Pedestrians, motorists and university administrators can all help prevent a tragedy on Tondorf Drive by keeping in mind a few basic safety precautions and implementing simple precautionary measures.

Let’s look first at how pedestrians like me can help preserve our own lives. Most of our parents surely insisted since we were children that, as a rule, we always use sidewalks and crosswalks when provided. Whenever I set out on Tondorf Drive, I observe nearly all the pedestrians, including myself, ignoring the sidewalk, so nicely cemented and landscaped alongside the ICC. We must have forgotten the lesson which our parents taught us. Indeed, this common sense idea to use the sidewalk can keep us adults as safe today as it did when we were younger.

Georgetown has generously provided well-placed crosswalks (and sometimes even crossing guards) at several convenient points along Tondorf Drive. Whether one is traveling to Yates, Leo’s, Leavey or any other destination via this route, the crosswalks should be used diligently.

The motorists among us, whether driving a passenger car, DPS vehicle or GUTS bus, must also do their part to prevent a tragedy from occurring on campus. The way I often see people recklessly fly down Tondorf Drive makes me think the speed limit must be about 30 or even 40 miles per hour. Certainly this is not the case on such a busy road so often shared by pedestrians and vehicles.

My main challenge for drivers is simple: slow down! Reducing speed is the easiest way for a driver to avoid a collision with a pedestrian.

To the credit of most drivers I have seen, most drivers seem to consistently observe the stop signs along Tondorf Drive. But there are some drivers who apparently do not see the worth in stop signs. Thus, all drivers on campus should obey the stop signs as meticulously as they would on any other road.

The university should take steps to remind pedestrians and drivers of their responsibilities to those around them on Tondorf Drive. Signs calling attention to a speed limit and encouraging the use of sidewalks and crosswalks should be posted immediately. Perhaps DPS could take the initiative to promote the same precautions by actively encouraging drivers to slow down and pedestrians to use caution when walking.

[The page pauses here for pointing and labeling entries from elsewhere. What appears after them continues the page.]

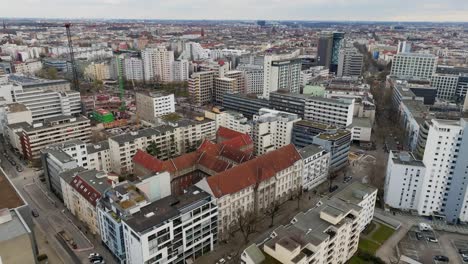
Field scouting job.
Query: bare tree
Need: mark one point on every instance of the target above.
(246, 222)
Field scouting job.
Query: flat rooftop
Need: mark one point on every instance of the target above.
(9, 197)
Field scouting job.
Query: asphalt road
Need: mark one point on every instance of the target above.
(53, 216)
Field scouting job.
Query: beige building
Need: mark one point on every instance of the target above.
(53, 130)
(254, 186)
(328, 233)
(150, 106)
(81, 191)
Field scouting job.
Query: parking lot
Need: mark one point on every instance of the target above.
(422, 246)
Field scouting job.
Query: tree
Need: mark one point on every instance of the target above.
(271, 211)
(246, 223)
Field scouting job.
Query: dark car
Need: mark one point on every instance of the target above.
(34, 212)
(333, 188)
(418, 235)
(441, 258)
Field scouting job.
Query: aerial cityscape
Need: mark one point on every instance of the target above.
(321, 132)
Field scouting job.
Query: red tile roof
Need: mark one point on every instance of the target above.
(253, 171)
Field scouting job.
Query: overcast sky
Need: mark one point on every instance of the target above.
(376, 10)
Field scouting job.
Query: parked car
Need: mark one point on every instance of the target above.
(34, 212)
(419, 236)
(441, 258)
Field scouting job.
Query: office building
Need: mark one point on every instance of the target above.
(414, 65)
(446, 84)
(37, 136)
(272, 130)
(328, 233)
(254, 185)
(246, 104)
(150, 106)
(350, 62)
(201, 87)
(282, 71)
(405, 174)
(158, 64)
(229, 119)
(334, 140)
(174, 229)
(316, 162)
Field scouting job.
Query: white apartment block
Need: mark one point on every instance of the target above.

It is imperative that the pedestrians and motorists of Tondorf Drive, including myself, change their behavior to heed the safety measures I am proposing. The university should take an active role in supporting this initiative.

Hopefully, if all three parties take on their respective, precautionary responsibilities, no HOYA reporter will find him or herself writing about a tragic accident on Tondorf Drive.

James Hilson is a sophomore in the College and opinion editor at THE HOYA.